Utility functions for the engines¶
Utility functions for the engines
- searx.utils.convert_str_to_int(number_str: str) int[source]¶
- Convert number_str to int or 0 if number_str is not a number. 
- searx.utils.dict_subset(dictionnary: MutableMapping, properties: Set[str]) Dict[source]¶
- Extract a subset of a dict - Examples:
- >>> dict_subset({'A': 'a', 'B': 'b', 'C': 'c'}, ['A', 'C']) {'A': 'a', 'C': 'c'} >>> >> dict_subset({'A': 'a', 'B': 'b', 'C': 'c'}, ['A', 'D']) {'A': 'a'} 
 
- searx.utils.ecma_unescape(string: str) str[source]¶
- Python implementation of the unescape javascript function - https://www.ecma-international.org/ecma-262/6.0/#sec-unescape-string https://developer.mozilla.org/fr/docs/Web/JavaScript/Reference/Objets_globaux/unescape - Examples:
- >>> ecma_unescape('%u5409') '吉' >>> ecma_unescape('%20') ' ' >>> ecma_unescape('%F3') 'ó' 
 
- searx.utils.eval_xpath(element: ElementBase, xpath_spec: Union[str, XPath])[source]¶
- Equivalent of element.xpath(xpath_str) but compile xpath_str once for all. See https://lxml.de/xpathxslt.html#xpath-return-values - Args:
- element (ElementBase): [description] 
- xpath_spec (str|lxml.etree.XPath): XPath as a str or lxml.etree.XPath 
 
- Returns:
- result (bool, float, list, str): Results. 
 
- Raises:
- TypeError: Raise when xpath_spec is neither a str nor a lxml.etree.XPath 
- SearxXPathSyntaxException: Raise when there is a syntax error in the XPath 
- SearxEngineXPathException: Raise when the XPath can’t be evaluated. 
 
 
- searx.utils.eval_xpath_getindex(elements: ~lxml.etree.ElementBase, xpath_spec: ~typing.Union[str, ~lxml.etree.XPath], index: int, default=<searx.utils._NotSetClass object>)[source]¶
- Call eval_xpath_list then get one element using the index parameter.
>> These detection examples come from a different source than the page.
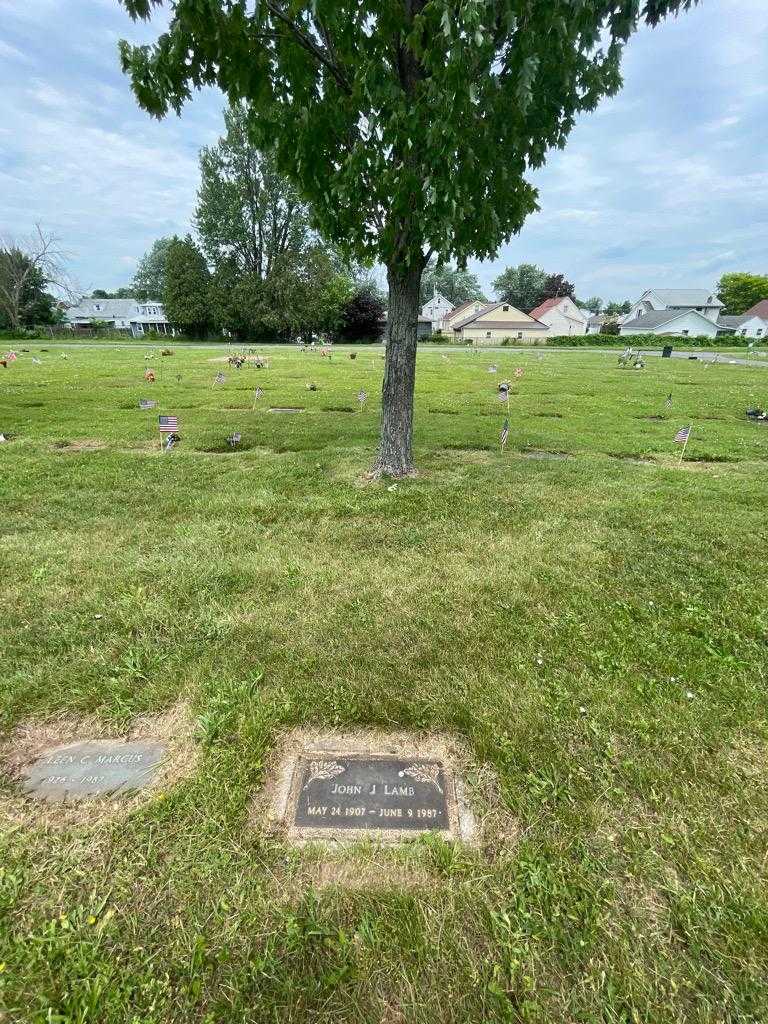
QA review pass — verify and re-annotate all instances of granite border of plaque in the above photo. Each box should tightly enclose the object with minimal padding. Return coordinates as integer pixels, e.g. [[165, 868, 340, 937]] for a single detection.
[[265, 729, 476, 845], [0, 699, 199, 811], [16, 739, 168, 802]]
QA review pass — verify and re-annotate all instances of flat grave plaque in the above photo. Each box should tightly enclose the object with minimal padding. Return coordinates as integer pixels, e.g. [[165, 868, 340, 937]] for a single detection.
[[20, 739, 165, 801], [292, 753, 452, 831]]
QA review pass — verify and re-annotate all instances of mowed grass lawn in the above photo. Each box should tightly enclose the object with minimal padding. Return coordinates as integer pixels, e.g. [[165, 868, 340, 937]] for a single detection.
[[0, 346, 768, 1024]]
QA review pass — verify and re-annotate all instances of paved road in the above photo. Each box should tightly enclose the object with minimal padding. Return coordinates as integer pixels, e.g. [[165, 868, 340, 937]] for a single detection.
[[9, 338, 768, 370]]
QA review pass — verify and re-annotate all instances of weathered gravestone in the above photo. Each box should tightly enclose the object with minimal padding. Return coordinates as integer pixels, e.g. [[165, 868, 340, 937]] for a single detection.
[[20, 739, 166, 801], [287, 752, 457, 837]]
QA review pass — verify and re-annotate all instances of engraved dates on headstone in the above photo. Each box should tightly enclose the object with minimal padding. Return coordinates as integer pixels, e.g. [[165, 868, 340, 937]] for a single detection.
[[293, 754, 451, 831], [20, 739, 165, 800]]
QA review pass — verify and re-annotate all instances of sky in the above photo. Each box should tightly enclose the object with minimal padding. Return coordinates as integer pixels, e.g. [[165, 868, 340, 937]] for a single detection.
[[0, 0, 768, 300]]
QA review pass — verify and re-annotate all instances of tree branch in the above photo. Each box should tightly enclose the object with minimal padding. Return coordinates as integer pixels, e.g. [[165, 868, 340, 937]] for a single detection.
[[266, 0, 352, 95]]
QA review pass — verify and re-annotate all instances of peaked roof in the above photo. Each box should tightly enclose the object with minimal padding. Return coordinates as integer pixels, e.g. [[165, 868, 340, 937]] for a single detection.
[[528, 295, 568, 319], [452, 302, 549, 331], [644, 288, 723, 306], [622, 309, 717, 329], [444, 299, 479, 321], [744, 299, 768, 319]]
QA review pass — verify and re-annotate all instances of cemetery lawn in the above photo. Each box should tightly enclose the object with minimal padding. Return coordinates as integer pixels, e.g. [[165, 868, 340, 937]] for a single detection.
[[0, 344, 768, 1024]]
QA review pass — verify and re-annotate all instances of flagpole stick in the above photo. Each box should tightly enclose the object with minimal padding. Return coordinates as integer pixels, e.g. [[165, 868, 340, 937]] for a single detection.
[[678, 430, 690, 466]]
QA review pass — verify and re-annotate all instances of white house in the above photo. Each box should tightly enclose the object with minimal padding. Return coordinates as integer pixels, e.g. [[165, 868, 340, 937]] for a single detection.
[[419, 289, 454, 331], [65, 299, 176, 338], [718, 313, 768, 339], [528, 295, 589, 336], [627, 288, 723, 321], [618, 309, 720, 338]]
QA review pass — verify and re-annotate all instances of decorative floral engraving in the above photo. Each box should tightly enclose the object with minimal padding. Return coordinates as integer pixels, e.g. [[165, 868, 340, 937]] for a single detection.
[[304, 761, 346, 790], [402, 764, 442, 793]]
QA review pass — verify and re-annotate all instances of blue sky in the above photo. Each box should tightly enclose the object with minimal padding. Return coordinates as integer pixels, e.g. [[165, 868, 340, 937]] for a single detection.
[[0, 0, 768, 299]]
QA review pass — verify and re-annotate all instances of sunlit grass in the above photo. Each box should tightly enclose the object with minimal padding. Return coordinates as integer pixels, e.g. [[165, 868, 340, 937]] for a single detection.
[[0, 346, 768, 1024]]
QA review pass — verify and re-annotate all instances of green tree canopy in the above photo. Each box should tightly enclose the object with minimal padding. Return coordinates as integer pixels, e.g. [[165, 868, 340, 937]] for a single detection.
[[603, 299, 632, 316], [196, 103, 311, 279], [121, 0, 693, 475], [494, 263, 548, 312], [717, 273, 768, 316], [525, 273, 575, 303], [419, 260, 485, 306], [340, 284, 387, 341], [163, 234, 212, 337], [131, 234, 180, 302]]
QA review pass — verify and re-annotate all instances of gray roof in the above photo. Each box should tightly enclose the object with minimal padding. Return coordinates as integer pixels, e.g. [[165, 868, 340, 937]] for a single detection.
[[67, 299, 165, 321], [454, 321, 549, 331], [452, 302, 502, 331], [718, 314, 752, 327], [622, 309, 714, 330], [451, 302, 549, 331], [648, 288, 723, 306]]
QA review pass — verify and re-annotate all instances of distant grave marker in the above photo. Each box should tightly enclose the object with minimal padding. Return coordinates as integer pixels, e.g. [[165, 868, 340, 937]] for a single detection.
[[288, 752, 456, 837], [20, 739, 166, 801]]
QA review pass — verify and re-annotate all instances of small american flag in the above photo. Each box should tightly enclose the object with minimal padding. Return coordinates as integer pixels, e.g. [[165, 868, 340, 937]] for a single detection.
[[675, 427, 690, 444]]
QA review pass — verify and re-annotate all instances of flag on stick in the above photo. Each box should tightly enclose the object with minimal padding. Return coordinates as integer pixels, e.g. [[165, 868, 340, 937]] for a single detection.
[[675, 425, 690, 464], [501, 417, 509, 452], [675, 427, 690, 444]]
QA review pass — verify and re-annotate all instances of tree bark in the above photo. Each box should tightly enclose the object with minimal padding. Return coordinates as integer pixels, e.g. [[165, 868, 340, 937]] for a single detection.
[[374, 259, 424, 477]]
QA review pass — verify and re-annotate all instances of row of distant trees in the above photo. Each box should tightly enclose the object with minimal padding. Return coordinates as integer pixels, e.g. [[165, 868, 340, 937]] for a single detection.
[[93, 105, 385, 340]]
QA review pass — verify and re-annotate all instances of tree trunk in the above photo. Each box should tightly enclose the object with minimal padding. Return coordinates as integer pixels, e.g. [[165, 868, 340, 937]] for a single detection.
[[374, 260, 424, 476]]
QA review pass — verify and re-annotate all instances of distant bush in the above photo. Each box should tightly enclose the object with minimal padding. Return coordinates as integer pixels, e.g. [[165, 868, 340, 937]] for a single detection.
[[545, 334, 765, 349]]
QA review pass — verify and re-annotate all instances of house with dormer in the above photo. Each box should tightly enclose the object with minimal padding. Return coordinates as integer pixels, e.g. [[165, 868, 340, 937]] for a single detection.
[[618, 288, 723, 338], [446, 302, 550, 345]]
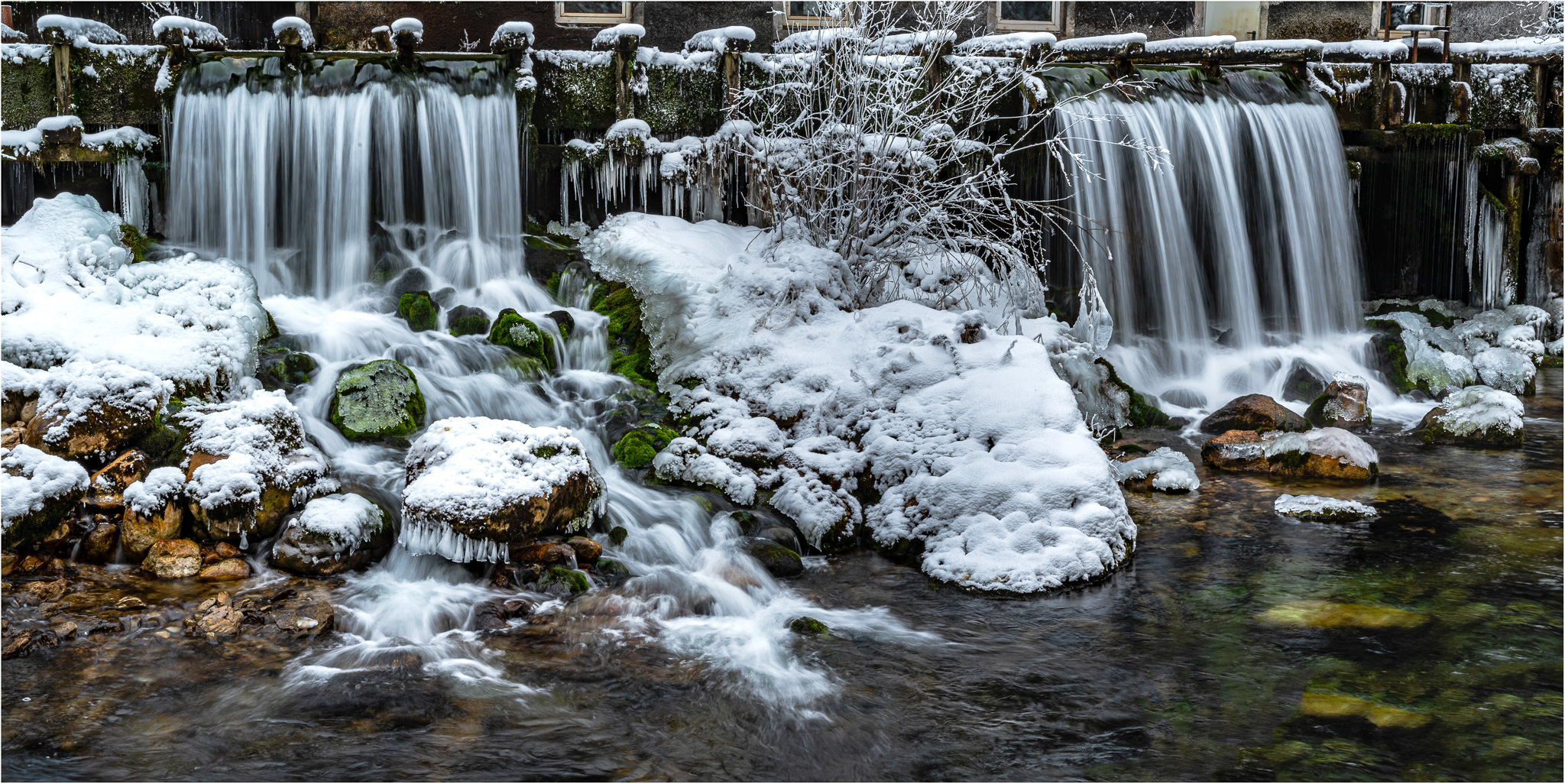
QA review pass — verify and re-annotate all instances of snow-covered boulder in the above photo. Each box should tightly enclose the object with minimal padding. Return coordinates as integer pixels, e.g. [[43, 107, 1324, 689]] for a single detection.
[[1473, 349, 1538, 394], [0, 194, 266, 400], [175, 390, 336, 548], [1416, 385, 1523, 446], [0, 445, 88, 551], [329, 360, 424, 438], [1272, 493, 1379, 523], [400, 416, 604, 562], [271, 493, 394, 576], [1110, 446, 1200, 493], [1200, 427, 1380, 481], [582, 215, 1136, 591]]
If the index does not exist, either aise an exception is default is not set, other return the default value (can be None). - Args:
- elements (ElementBase): lxml element to apply the xpath. 
- xpath_spec (str|lxml.etree.XPath): XPath as a str or lxml.etree.XPath. 
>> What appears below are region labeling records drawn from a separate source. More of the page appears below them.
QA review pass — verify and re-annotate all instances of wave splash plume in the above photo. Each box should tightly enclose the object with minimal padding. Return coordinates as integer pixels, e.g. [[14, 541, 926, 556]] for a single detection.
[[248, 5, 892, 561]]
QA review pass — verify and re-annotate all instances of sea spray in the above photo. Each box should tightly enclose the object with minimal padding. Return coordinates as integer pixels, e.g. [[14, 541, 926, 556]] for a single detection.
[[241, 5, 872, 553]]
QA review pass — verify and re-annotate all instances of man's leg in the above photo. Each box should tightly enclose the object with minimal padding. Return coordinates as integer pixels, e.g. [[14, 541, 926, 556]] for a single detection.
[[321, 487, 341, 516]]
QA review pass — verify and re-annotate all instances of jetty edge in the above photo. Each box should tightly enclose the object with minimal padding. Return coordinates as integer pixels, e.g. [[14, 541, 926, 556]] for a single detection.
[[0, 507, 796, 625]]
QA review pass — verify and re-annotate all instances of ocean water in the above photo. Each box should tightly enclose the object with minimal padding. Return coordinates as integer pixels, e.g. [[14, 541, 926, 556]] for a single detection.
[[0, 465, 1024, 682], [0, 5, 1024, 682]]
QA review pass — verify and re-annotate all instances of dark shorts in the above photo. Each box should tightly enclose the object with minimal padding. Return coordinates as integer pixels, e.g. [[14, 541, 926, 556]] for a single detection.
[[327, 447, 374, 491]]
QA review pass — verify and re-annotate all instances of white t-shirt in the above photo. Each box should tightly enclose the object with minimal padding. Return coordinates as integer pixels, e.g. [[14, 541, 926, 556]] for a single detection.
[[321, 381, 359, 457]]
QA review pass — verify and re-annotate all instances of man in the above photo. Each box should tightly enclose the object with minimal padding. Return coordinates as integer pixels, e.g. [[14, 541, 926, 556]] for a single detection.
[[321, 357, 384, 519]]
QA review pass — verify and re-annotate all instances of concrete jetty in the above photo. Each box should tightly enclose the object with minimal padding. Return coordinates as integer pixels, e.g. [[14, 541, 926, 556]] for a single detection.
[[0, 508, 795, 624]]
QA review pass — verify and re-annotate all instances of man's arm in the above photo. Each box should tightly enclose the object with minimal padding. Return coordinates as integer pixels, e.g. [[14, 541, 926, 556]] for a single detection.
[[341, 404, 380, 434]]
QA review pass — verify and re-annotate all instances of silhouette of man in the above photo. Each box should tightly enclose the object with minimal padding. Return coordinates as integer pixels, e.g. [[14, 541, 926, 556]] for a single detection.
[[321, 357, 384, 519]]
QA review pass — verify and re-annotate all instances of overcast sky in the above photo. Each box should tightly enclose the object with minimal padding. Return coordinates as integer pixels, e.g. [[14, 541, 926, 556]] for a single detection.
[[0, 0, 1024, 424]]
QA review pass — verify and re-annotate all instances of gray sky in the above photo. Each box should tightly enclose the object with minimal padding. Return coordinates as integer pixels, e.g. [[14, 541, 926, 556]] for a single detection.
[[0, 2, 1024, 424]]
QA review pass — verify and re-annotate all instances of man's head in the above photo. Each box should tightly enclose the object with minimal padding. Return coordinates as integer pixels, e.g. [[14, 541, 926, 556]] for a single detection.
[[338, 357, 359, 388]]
- index (int): index to get 
- default (Object, optional): Defaults if index doesn’t exist. 
 
- Raises:
- TypeError: Raise when xpath_spec is neither a str nor a lxml.etree.XPath 
- SearxXPathSyntaxException: Raise when there is a syntax error in the XPath 
- SearxEngineXPathException: if the index is not found. Also see eval_xpath. 
 
- Returns:
- result (bool, float, list, str): Results. 
 
 
- searx.utils.eval_xpath_list(element: ElementBase, xpath_spec: Union[str, XPath], min_len: Optional[int] = None)[source]¶
- Same as eval_xpath, check if the result is a list - Args:
- element (ElementBase): [description] 
- xpath_spec (str|lxml.etree.XPath): XPath as a str or lxml.etree.XPath 
- min_len (int, optional): [description]. Defaults to None. 
 
- Raises:
- TypeError: Raise when xpath_spec is neither a str nor a lxml.etree.XPath 
- SearxXPathSyntaxException: Raise when there is a syntax error in the XPath 
- SearxEngineXPathException: raise if the result is not a list 
 
- Returns:
- result (bool, float, list, str): Results. 
 
 
- searx.utils.extract_text(xpath_results, allow_none: bool = False) Optional[str][source]¶
- Extract text from a lxml result - if xpath_results is list, extract the text from each result and concat the list 
- if xpath_results is a xml element, extract all the text node from it ( text_content() method from lxml ) 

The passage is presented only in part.